Terça, 24 Outubro 2006

Cidade do Vaticano (Agência Fides) - Os critérios compositivos de uma igreja edifício se fundam na natureza do habitat cultual. Trata-se de um espaço complexo e orgânico, simbólico e iconográfico, que se oferece aos christifideles convocados em santa assembléia para a celebração dos divinos mistérios. É, portanto, local comunitário, sacramental, mistagógico, escatológico. Para a sua configuração, é importante o respeito da memória para a inculturação na Tradição, o respeito da liturgia para a inculturação nos ritos (lex orandi, lex credendi).
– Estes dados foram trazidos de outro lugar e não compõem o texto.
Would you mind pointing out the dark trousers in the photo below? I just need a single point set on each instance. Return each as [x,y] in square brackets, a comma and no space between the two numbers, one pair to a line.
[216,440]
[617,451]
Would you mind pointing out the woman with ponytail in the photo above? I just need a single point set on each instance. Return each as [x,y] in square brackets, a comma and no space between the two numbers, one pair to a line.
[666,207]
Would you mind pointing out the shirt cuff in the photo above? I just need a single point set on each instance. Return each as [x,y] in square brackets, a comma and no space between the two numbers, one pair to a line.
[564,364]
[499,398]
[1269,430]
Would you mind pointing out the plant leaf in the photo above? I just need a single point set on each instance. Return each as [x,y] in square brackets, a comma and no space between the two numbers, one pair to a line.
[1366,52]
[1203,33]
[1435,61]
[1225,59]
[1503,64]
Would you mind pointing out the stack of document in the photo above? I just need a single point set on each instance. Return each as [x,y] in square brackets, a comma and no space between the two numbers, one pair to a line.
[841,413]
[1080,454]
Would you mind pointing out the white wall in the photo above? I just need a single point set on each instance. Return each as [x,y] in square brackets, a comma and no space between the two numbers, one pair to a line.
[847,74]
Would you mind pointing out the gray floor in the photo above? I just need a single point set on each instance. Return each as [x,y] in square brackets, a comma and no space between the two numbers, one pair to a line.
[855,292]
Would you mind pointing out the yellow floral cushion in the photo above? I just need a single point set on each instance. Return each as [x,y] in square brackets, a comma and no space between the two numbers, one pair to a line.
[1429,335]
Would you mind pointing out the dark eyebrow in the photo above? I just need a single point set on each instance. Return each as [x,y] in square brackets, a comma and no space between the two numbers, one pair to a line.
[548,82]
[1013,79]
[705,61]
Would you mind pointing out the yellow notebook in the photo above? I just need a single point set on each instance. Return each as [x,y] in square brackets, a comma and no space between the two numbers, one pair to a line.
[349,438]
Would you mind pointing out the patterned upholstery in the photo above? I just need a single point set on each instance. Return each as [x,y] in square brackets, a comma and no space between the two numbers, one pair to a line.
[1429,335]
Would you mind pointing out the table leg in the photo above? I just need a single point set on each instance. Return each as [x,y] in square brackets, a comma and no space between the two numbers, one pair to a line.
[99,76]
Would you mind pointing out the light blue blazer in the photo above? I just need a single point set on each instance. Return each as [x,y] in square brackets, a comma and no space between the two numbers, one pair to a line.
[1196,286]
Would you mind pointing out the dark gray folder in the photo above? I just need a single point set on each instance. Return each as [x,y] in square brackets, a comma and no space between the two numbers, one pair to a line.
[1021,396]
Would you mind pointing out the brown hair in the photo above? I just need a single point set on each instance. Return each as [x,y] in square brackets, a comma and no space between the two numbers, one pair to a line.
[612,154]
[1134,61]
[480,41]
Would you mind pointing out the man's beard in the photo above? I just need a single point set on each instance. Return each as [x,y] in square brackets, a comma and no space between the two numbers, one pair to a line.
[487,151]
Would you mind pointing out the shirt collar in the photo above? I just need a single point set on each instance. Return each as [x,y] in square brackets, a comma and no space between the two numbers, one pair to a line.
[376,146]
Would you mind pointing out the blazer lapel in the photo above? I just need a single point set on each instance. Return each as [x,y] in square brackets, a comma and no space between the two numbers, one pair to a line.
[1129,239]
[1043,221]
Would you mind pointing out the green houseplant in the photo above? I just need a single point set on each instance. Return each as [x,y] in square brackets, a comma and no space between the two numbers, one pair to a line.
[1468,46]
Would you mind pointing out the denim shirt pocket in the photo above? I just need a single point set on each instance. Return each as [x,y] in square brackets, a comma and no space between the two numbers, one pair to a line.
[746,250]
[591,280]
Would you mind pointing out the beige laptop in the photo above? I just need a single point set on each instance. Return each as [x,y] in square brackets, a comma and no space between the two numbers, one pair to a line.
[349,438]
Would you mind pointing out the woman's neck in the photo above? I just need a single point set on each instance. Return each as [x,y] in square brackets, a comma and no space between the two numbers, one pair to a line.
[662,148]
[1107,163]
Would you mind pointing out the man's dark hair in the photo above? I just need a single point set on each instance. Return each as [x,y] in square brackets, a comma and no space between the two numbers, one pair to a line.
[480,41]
A construção de uma igreja edifício se insere em um tecido narrativo ordenado por determinados critérios de composição. Estes devem ser compreendidos por parte de quem dele se serve, a fim de colher o nexo da narração, para compartilhá-lo intimamente, deixando-se, assim, tomar pelo divino. A arquitetura cultual não inventa o esquema das estruturas que elabora com genialidade criativa, já que isso emerge das exigências rituais. Esta deve, porém, infundir beleza à composição especial para conferir à ação litúrgica a necessária sacralidade através da qual experimentar o inefável divino.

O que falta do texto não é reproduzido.